Experiment #3 — Modal vs Action Sheet
If users are given an option of how to view recipe content, more HCs will install the native app
Participants — Mobile web users landing on the Recipe Detail page
- Control: Winning modal copy from experiment #2
- Variant A: Action sheet with ‘x’ button
- Variant B: Action sheet without ‘x’ button
- The action sheet variants had a higher click-through rate, and install rates remained relatively the same.
- The action sheet variant with no ‘x’ had a higher click rate.
We never reached our goal of a 5% conversion rate from the web to the native app. I think we could have gotten there with more experiments and more time. However, the install rate wasn’t the only metric we were interested in.
After running these three experiments, we paused to look at more data and reexamine our original purpose for this work:
To lower the cost of acquiring native app users and retain users
We were basing the experiments on install rate because that was a readily available data point. At this point though, we had enough users covert to also look at retention rate compared to app users coming from other sources as well as the cost of user acquisition.
What we saw was that while web traffic was cheaper, based on the small percentage of users that were converting to the app, it wasn’t a reliable source or a cheaper source of users than other direct ad-to-app marketing sources.
Looking at retention proved to be difficult. We had multiple tools that were not giving us the same retention rates which was frustrating. However, when we compared the retention rate of converted web users to other app users we saw slightly higher retention rates and we initially felt excited about that. But again, the number of users coming from the web was so small compared to the number of users coming from other sources we could not confidently compare these retention rates and claim a statistical significance.
After these analyses, the decision was to pause this work for the time being and focus on other more pressing priorities.
- The Thoughtful Execution Framework enabled us to do our work even better. Using the Thoughtful Execution Framework was extremely helpful in helping our team go wide in exploration AND it became so much easier to explain to other people what our team was focused on and why. When showing other teams and leadership the framework we could easily explain our rationale for priority and work. I often found myself saying ‘Yes, that was one of the options we considered, but this hypothesis is based on a more compelling data point so we’re exploring this hypothesis first.’ The thoughtful execution framework became an integral part of our process and we used it on all new projects going forward.
- Clearly document and wrap up every experiment before moving on.

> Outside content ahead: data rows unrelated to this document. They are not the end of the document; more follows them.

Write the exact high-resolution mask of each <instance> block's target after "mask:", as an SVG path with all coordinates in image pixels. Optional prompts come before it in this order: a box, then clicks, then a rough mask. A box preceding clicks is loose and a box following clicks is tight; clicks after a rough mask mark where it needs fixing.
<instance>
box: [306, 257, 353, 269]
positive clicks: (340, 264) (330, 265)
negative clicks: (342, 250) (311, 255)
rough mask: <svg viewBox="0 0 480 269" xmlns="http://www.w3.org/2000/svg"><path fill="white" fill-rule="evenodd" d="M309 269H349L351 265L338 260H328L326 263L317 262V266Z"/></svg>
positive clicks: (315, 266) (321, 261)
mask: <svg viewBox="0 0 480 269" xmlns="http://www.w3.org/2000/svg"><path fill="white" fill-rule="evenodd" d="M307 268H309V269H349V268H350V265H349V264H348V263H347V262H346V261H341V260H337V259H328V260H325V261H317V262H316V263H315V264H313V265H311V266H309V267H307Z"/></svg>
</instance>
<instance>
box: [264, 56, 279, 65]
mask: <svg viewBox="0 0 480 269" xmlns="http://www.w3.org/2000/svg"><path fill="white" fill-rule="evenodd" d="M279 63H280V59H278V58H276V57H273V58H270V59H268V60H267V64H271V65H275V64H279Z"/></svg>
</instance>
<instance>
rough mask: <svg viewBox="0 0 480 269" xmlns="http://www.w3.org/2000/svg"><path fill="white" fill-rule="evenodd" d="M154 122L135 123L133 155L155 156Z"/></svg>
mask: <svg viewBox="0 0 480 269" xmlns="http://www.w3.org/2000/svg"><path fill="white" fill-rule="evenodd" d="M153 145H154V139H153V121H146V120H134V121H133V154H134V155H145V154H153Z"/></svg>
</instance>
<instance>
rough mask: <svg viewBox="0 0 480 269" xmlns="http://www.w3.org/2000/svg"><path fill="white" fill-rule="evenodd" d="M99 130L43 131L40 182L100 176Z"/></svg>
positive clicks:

We did this work over a period of many months, partly due to competing priorities but also because our experiments had to run for at least two weeks in order to see a statistically significant result. This made it difficult to continually pick this work back up. It seemed like we spent a week realigning the team every time. This was a valuable learning experience for me. After this project, I made sure we debriefed as a team after experiment results came in. That way we could align on the results, document, and discuss any next steps we wanted to take.
- Ship minimally valuable user experiences, not minimally viable. In the first experiment, we shipped a less than desirable user experience in which the half-page modal didn’t have a clear dismiss action. We quickly learned our users were really upset and we ended up with unrealistic experiment results because we shipped an unrealistic experience that no one wanted to keep after we saw how displeased our users were.